What is stone skimming (ducks and drakes or stone skipping)? If you hold a roundish, flattish stone in your hand, with your index finger curled around the circumference, and flick your wrist just the right amount then the stone will spin upon release. If you simultaneously catapult your arm in a horizontal arc at just the right height above the surface of calmish water, the spinning stone will bounce across the surface of the water. Too little spin, not horizontal enough or the wrong height, and water not calm enough, then the stone will simply plop.

The number of bounces and the distance traveled by your stone are directly related to the roundishness, flattishness of the stone, the arc, horizontalness and sweep-speed of your arm, combined with the calmness of the water.

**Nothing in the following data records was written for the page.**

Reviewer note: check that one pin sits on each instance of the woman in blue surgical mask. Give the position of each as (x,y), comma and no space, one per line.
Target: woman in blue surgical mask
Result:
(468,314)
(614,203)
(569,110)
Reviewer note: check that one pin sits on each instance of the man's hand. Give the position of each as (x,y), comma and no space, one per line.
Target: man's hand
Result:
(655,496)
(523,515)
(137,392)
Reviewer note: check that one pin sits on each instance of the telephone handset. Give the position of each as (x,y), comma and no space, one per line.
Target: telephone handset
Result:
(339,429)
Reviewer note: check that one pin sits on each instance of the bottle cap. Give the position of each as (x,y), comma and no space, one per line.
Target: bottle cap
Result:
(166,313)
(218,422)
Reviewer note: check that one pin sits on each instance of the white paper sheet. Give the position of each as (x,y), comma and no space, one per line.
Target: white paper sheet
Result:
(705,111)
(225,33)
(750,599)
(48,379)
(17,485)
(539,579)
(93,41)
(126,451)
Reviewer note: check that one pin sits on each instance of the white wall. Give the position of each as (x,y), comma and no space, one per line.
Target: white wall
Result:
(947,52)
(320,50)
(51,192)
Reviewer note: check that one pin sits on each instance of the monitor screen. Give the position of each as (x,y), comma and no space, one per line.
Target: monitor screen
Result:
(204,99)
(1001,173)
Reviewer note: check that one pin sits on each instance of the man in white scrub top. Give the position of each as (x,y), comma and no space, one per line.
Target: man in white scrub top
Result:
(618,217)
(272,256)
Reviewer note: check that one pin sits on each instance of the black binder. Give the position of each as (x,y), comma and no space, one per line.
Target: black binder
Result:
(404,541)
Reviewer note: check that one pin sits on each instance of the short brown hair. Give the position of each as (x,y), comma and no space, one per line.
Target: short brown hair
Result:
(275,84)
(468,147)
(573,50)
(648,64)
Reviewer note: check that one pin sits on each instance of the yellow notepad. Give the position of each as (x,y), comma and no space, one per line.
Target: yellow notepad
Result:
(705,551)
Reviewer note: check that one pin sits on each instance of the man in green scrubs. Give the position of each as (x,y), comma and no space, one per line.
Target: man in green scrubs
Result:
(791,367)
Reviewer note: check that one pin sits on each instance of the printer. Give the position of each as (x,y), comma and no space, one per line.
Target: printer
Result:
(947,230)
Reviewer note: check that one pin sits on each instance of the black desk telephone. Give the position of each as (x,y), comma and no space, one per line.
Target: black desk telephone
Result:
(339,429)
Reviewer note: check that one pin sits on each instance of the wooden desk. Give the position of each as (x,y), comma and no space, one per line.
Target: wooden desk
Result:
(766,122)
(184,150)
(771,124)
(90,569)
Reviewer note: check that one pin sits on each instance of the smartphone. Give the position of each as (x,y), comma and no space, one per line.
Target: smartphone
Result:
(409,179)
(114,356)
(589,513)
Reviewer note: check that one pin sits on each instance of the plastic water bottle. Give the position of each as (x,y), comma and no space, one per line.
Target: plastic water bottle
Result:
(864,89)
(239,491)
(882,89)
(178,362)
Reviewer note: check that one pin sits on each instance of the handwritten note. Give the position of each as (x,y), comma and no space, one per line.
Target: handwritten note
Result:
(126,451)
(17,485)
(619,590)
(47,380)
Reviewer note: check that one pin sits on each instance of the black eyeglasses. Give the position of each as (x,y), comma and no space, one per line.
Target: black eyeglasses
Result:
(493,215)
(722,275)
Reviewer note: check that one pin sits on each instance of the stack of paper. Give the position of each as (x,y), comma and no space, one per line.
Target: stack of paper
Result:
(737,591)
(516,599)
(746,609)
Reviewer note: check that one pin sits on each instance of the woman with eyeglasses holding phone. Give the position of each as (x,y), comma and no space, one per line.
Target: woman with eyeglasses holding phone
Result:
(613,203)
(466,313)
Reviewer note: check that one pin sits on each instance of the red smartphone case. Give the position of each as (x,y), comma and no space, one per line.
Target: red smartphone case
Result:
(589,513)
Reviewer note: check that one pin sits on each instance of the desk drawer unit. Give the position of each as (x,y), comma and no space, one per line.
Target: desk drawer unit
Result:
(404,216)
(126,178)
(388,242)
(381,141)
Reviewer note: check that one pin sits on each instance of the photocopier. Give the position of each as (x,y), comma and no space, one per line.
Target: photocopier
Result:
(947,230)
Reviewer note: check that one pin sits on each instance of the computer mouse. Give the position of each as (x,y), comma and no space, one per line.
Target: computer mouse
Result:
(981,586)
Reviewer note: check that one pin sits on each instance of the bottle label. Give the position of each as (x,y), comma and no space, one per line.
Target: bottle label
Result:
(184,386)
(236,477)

There are other factors to winning an international stone skimming championship. Some claim that and early bounce will give greater impetus to the stone along its way, while others with assert that a longer flight before the first bounce will achieve a superior result. Few really know the scientific equations needed to calculate the perfect distance for the first bounce, and by the time too many beers have been consumed even fewer care. Like most sports, the really important thing is to have a bloody good time with like minded people doing something that everyone can get involved with, near a body of water.

It is one of those curiosities of youth: how to defy gravity and a simple law of physics that says a body denser than water, on a body of water, will sink. The skill of stone skimming is almost instinctive – give a child a roundish, flattish stone and a body of calmish water and there is a high probability that s/he will try to make the stone bounce across the surface of the water. Since before it was first recorded in literature (1565: as “Duck and Drakes”), stone skimming has idled away hours of childrens’ time, and that of countless adults.

Organized in three divisions (children, women and men), the 1st International Stone Skimming Championships, held in Romblon in 2012, attracted an international cast of expatriate stone skimmers of all sexes and ages. Some might conclude that these expatriates may have been out in the Philippine sun too long but, having just met the organizers and many of this year’s competitors, enjoying a cold beer outside the Romblon Deli & Coffee Shop, I can assert that this year’s championship will also include a determined contingent of local, Filipino stone skimmers . . . probably attracted by watching the jovial nature of the competition last year and realizing that the skills involved are not inherently foreign.

In the 1st International Stone Skimming Championships in Romblon, in 2012, the stones used in the competition were all provided by the organizers. As the day wore on and the various heats were decided, the pile of stone diminished and some complained that the stones left for the final rounds were not ideally suitable for the purpose. In 2013, the organizers of the 2nd International Stone Skimming Championships in Romblon have solved this problem – bring your own stones.

Where the Romblon stone skimming championships differ from the Scottish stone skimming championships is that, in Scotland the winner is determined by the farthest distance traveled by the skimming stones whereas, in Romblon the stone that skims the most times, irrespective of distance traveled, is deemed the winner.

Both methods of winning calculation are open to dispute. In Romblon, three independent and impartial judges are convened to count the number of times a given stone has skimmed the surface. The average of the three counts will be the recorded number for that stone to determine who has won and who has not.

If you would like to try your wrist at winning the 2nd International Stone Skimming Championships in Romblon, then come on down to Romblon town, Philippines, on 10th March and drop by the Romblon Deli & Coffee Shop for breakfast, to find out where the competition will be held. If you are really determined to win, arrive in Romblon a few days early and go beach-combing to select your own cache of perfectly roundish, flattish skimming stones.